Most teams evaluating Langdock Workflows want a clear breakdown of what they pay for, how costs scale, and how AI usage is billed. Langdock’s pricing is built around three main components: per-workspace packages, workflow runs, and AI credits with a 10% surcharge. Understanding how these pieces work together helps you forecast costs and design workflows that stay within budget.


Overview of Langdock Workflows pricing

Langdock Workflows pricing combines:

  • Per-workspace packages – a base subscription per workspace that unlocks features and capacity.
  • Workflow runs – usage-based costs tied to how often your workflows execute.
  • AI credits with a 10% surcharge – pay-as-you-go AI usage, based on tokens or model-specific pricing, with a transparent markup.

This structure is designed so you can:

  • Pay a predictable base amount per workspace.
  • Scale costs as your automation (workflow runs) increases.
  • Control and monitor AI-related spend separately.

Per-workspace packages explained

A “workspace” in Langdock typically corresponds to a team, department, or project space where you manage workflows, data connections, and access controls. Pricing is anchored to these workspaces so you can keep billing aligned to how your organization is structured.
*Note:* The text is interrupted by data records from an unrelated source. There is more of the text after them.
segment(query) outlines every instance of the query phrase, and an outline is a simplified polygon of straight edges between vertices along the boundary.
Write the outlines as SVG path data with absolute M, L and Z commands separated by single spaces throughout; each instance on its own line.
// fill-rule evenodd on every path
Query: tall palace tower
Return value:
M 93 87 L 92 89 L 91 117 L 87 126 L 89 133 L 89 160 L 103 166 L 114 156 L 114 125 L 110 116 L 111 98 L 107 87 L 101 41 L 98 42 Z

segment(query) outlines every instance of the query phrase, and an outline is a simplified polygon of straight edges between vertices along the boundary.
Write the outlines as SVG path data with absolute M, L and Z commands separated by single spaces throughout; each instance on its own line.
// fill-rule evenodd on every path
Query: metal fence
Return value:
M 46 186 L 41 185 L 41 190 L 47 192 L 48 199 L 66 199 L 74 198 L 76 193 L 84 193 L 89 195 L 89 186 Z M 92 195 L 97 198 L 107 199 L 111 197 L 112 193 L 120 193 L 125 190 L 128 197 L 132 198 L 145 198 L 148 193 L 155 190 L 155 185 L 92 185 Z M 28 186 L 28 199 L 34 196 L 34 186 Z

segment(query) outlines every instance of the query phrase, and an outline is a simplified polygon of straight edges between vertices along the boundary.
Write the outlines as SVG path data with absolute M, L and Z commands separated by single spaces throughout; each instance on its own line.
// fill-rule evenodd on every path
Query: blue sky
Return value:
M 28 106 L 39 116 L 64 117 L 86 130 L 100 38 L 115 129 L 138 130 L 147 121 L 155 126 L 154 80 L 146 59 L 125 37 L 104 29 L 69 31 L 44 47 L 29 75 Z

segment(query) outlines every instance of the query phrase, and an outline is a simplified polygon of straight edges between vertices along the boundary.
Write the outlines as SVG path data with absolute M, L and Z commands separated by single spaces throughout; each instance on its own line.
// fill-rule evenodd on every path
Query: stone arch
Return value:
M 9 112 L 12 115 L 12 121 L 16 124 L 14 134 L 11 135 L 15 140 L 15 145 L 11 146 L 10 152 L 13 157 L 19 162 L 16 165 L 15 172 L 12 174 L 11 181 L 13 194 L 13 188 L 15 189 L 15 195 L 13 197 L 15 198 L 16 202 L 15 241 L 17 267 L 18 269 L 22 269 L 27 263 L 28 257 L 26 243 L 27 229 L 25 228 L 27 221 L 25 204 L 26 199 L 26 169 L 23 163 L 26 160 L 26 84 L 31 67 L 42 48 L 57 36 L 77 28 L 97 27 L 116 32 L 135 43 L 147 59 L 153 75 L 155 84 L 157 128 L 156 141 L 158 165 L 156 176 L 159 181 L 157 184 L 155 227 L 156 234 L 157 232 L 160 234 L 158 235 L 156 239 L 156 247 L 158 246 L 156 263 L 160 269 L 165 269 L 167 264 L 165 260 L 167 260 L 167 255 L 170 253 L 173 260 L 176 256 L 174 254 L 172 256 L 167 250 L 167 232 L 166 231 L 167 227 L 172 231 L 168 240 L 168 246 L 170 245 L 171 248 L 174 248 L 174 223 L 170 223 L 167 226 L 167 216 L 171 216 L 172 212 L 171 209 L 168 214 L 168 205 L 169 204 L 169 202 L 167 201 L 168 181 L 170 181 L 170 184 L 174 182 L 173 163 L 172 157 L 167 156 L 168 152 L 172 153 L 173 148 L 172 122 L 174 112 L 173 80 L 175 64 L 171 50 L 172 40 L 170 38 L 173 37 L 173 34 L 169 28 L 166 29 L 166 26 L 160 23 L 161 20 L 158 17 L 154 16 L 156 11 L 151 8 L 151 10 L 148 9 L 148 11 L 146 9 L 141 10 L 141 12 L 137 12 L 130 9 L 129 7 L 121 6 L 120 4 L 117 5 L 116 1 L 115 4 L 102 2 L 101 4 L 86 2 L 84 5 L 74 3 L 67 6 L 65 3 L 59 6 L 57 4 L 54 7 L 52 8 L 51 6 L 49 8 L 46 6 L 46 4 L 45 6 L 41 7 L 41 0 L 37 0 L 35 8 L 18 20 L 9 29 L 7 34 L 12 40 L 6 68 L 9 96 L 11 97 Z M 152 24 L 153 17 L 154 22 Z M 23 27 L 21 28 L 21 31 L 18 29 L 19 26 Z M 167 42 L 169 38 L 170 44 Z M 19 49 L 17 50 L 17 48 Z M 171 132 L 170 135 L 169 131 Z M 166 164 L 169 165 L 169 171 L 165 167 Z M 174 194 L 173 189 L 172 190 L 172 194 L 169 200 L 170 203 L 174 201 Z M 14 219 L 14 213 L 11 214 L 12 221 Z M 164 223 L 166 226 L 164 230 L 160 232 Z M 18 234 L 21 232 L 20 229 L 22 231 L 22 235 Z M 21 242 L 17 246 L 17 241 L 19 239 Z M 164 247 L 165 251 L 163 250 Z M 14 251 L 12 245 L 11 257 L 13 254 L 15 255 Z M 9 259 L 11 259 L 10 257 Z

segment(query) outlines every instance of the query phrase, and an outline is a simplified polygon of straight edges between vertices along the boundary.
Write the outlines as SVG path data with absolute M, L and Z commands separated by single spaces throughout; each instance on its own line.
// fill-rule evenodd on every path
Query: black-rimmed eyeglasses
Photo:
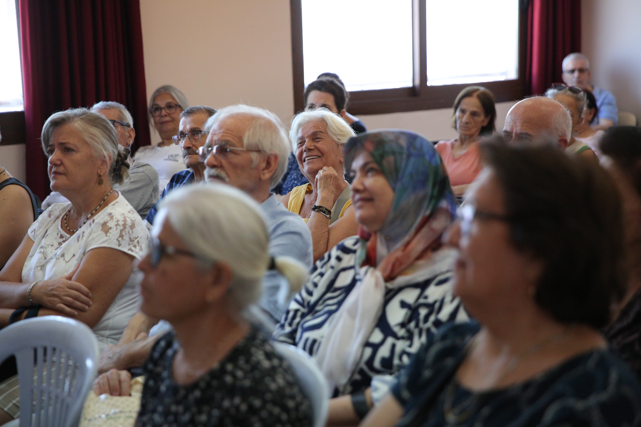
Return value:
M 154 117 L 157 117 L 162 113 L 162 110 L 164 110 L 167 112 L 167 114 L 173 114 L 176 112 L 176 110 L 178 108 L 182 109 L 183 107 L 180 106 L 180 104 L 174 104 L 170 103 L 165 105 L 165 106 L 162 107 L 160 105 L 154 105 L 151 108 L 149 108 L 149 113 L 151 113 Z
M 182 144 L 185 142 L 185 138 L 188 138 L 189 140 L 192 142 L 196 142 L 199 141 L 201 138 L 204 135 L 206 135 L 209 132 L 207 131 L 192 131 L 191 132 L 187 132 L 187 133 L 179 133 L 178 135 L 174 135 L 171 137 L 174 140 L 174 144 L 178 145 Z

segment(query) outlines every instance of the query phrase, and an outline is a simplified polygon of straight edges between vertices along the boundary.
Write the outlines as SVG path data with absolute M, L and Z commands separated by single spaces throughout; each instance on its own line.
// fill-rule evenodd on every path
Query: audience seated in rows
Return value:
M 85 108 L 52 115 L 42 144 L 51 190 L 70 202 L 41 215 L 0 271 L 0 326 L 71 316 L 94 330 L 102 349 L 118 342 L 138 310 L 133 262 L 149 240 L 140 215 L 112 188 L 128 176 L 128 153 L 112 123 Z M 17 376 L 0 384 L 0 422 L 19 415 L 17 384 Z
M 626 287 L 614 183 L 551 146 L 482 149 L 446 239 L 476 321 L 430 335 L 362 425 L 638 423 L 641 385 L 599 331 Z
M 458 137 L 439 141 L 436 147 L 454 196 L 461 197 L 483 169 L 478 142 L 494 132 L 494 96 L 480 86 L 466 87 L 454 101 L 452 115 Z
M 2 136 L 0 135 L 0 140 Z M 22 181 L 12 176 L 0 165 L 0 270 L 38 218 L 38 205 L 33 193 Z
M 584 90 L 585 95 L 585 108 L 583 109 L 583 113 L 581 116 L 581 121 L 576 128 L 576 135 L 574 138 L 578 140 L 588 144 L 592 149 L 597 157 L 601 157 L 601 151 L 599 151 L 599 141 L 605 134 L 604 131 L 601 129 L 594 129 L 592 124 L 597 118 L 599 113 L 599 107 L 597 106 L 597 101 L 594 99 L 594 95 L 589 90 Z
M 222 181 L 239 188 L 259 203 L 267 223 L 269 253 L 275 257 L 291 257 L 309 269 L 312 261 L 308 229 L 269 191 L 287 168 L 290 151 L 280 121 L 265 110 L 236 105 L 219 111 L 204 128 L 208 133 L 199 155 L 206 167 L 207 181 Z M 265 274 L 258 305 L 269 316 L 265 320 L 272 322 L 272 328 L 297 290 L 278 271 Z M 163 330 L 162 324 L 158 325 L 153 331 L 156 333 L 147 337 L 157 321 L 142 313 L 134 316 L 119 345 L 108 347 L 101 356 L 99 371 L 142 365 Z
M 568 87 L 565 85 L 553 84 L 552 87 L 545 91 L 545 96 L 558 102 L 570 113 L 570 117 L 572 119 L 572 135 L 565 151 L 596 163 L 597 157 L 590 146 L 574 138 L 586 106 L 583 90 L 576 86 Z
M 641 128 L 613 126 L 600 144 L 602 165 L 622 201 L 628 289 L 603 330 L 613 350 L 641 378 Z
M 160 200 L 174 188 L 193 182 L 202 182 L 204 179 L 204 163 L 198 155 L 198 149 L 204 144 L 206 139 L 204 124 L 215 113 L 215 109 L 206 105 L 194 105 L 180 113 L 178 132 L 172 137 L 172 143 L 180 147 L 183 158 L 181 164 L 187 169 L 174 174 L 163 189 Z M 153 225 L 155 216 L 156 206 L 153 206 L 146 219 Z
M 133 128 L 133 118 L 127 108 L 119 103 L 102 101 L 94 104 L 90 111 L 102 114 L 112 122 L 118 135 L 118 144 L 129 153 L 136 131 Z M 131 155 L 127 162 L 129 164 L 129 178 L 122 185 L 115 185 L 114 188 L 122 194 L 144 219 L 158 199 L 158 174 L 153 166 L 134 160 Z M 52 191 L 42 201 L 42 208 L 47 209 L 54 203 L 68 202 L 59 192 Z
M 356 233 L 343 153 L 343 145 L 354 135 L 343 119 L 327 108 L 303 112 L 292 121 L 290 140 L 308 182 L 294 187 L 283 204 L 307 223 L 314 261 Z
M 274 338 L 313 356 L 333 390 L 328 424 L 354 424 L 430 332 L 467 316 L 441 249 L 456 201 L 432 144 L 408 131 L 351 138 L 358 235 L 317 261 Z
M 613 126 L 619 121 L 619 110 L 617 100 L 612 93 L 592 84 L 590 73 L 590 60 L 583 53 L 575 52 L 563 58 L 563 81 L 568 86 L 578 86 L 584 90 L 589 90 L 594 95 L 599 109 L 598 122 L 593 124 L 595 130 L 604 130 Z
M 327 108 L 344 119 L 356 133 L 362 133 L 367 130 L 363 122 L 345 110 L 349 101 L 349 92 L 338 74 L 333 72 L 319 74 L 315 80 L 305 88 L 303 99 L 307 110 Z M 274 187 L 274 191 L 276 194 L 287 194 L 294 187 L 308 182 L 309 180 L 299 168 L 298 162 L 292 153 L 288 161 L 287 171 L 278 185 Z
M 140 264 L 142 309 L 173 331 L 144 364 L 136 425 L 311 426 L 311 405 L 291 367 L 242 315 L 261 295 L 270 264 L 258 204 L 206 184 L 173 192 L 159 208 L 151 251 Z M 301 268 L 283 258 L 276 264 Z M 94 390 L 126 396 L 131 379 L 111 371 Z
M 160 141 L 140 147 L 133 158 L 155 168 L 158 172 L 159 192 L 167 187 L 174 174 L 185 169 L 181 162 L 182 149 L 174 144 L 172 137 L 178 133 L 180 113 L 188 106 L 185 94 L 171 85 L 156 89 L 149 99 L 149 122 L 160 135 Z

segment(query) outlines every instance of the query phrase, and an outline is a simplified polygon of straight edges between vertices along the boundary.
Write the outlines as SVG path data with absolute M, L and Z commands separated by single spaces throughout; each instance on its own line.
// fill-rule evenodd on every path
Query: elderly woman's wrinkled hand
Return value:
M 112 396 L 129 396 L 131 394 L 131 374 L 128 371 L 111 369 L 94 381 L 94 392 Z
M 318 189 L 318 198 L 316 204 L 329 209 L 334 205 L 334 196 L 336 187 L 342 176 L 331 166 L 325 166 L 316 174 L 316 188 Z
M 31 300 L 43 307 L 76 317 L 76 310 L 86 312 L 91 306 L 91 291 L 71 278 L 76 271 L 58 279 L 40 280 L 31 289 Z

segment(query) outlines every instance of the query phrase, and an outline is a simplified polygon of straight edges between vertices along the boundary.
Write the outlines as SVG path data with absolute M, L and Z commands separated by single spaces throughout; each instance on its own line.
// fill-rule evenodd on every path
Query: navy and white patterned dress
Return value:
M 358 236 L 348 237 L 323 258 L 290 303 L 274 334 L 274 339 L 303 349 L 313 356 L 325 337 L 329 321 L 360 280 L 356 255 Z M 372 385 L 374 377 L 397 373 L 441 325 L 468 317 L 452 294 L 454 255 L 441 249 L 432 255 L 421 271 L 422 280 L 402 287 L 387 289 L 383 312 L 370 334 L 346 388 L 334 395 L 349 394 Z M 383 378 L 383 382 L 385 379 Z
M 172 378 L 178 349 L 168 332 L 145 362 L 137 427 L 312 426 L 310 402 L 289 364 L 256 329 L 190 385 Z

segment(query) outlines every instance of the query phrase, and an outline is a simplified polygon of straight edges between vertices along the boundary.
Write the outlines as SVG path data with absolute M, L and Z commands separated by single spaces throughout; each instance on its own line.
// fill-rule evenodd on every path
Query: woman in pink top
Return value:
M 494 131 L 494 96 L 484 87 L 469 86 L 456 97 L 453 110 L 458 137 L 440 141 L 436 149 L 443 159 L 454 194 L 461 196 L 483 169 L 478 142 Z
What you usually get in a per-workspace package

While details can differ by plan tier, per-workspace packages generally include:

  • Access to Langdock Workflows features (builder, triggers, integrations, monitoring).
  • A certain number of users or seats assigned to that workspace.
  • Baseline limits or allowances, such as:
    • Included workflow runs (if applicable to your plan).
    • Basic logging and analytics.
    • Standard support and SLAs for that workspace.

Each additional workspace you create is billed as its own package. This makes it easy to attribute costs to specific teams or projects and avoid cross-subsidizing heavy users with light users.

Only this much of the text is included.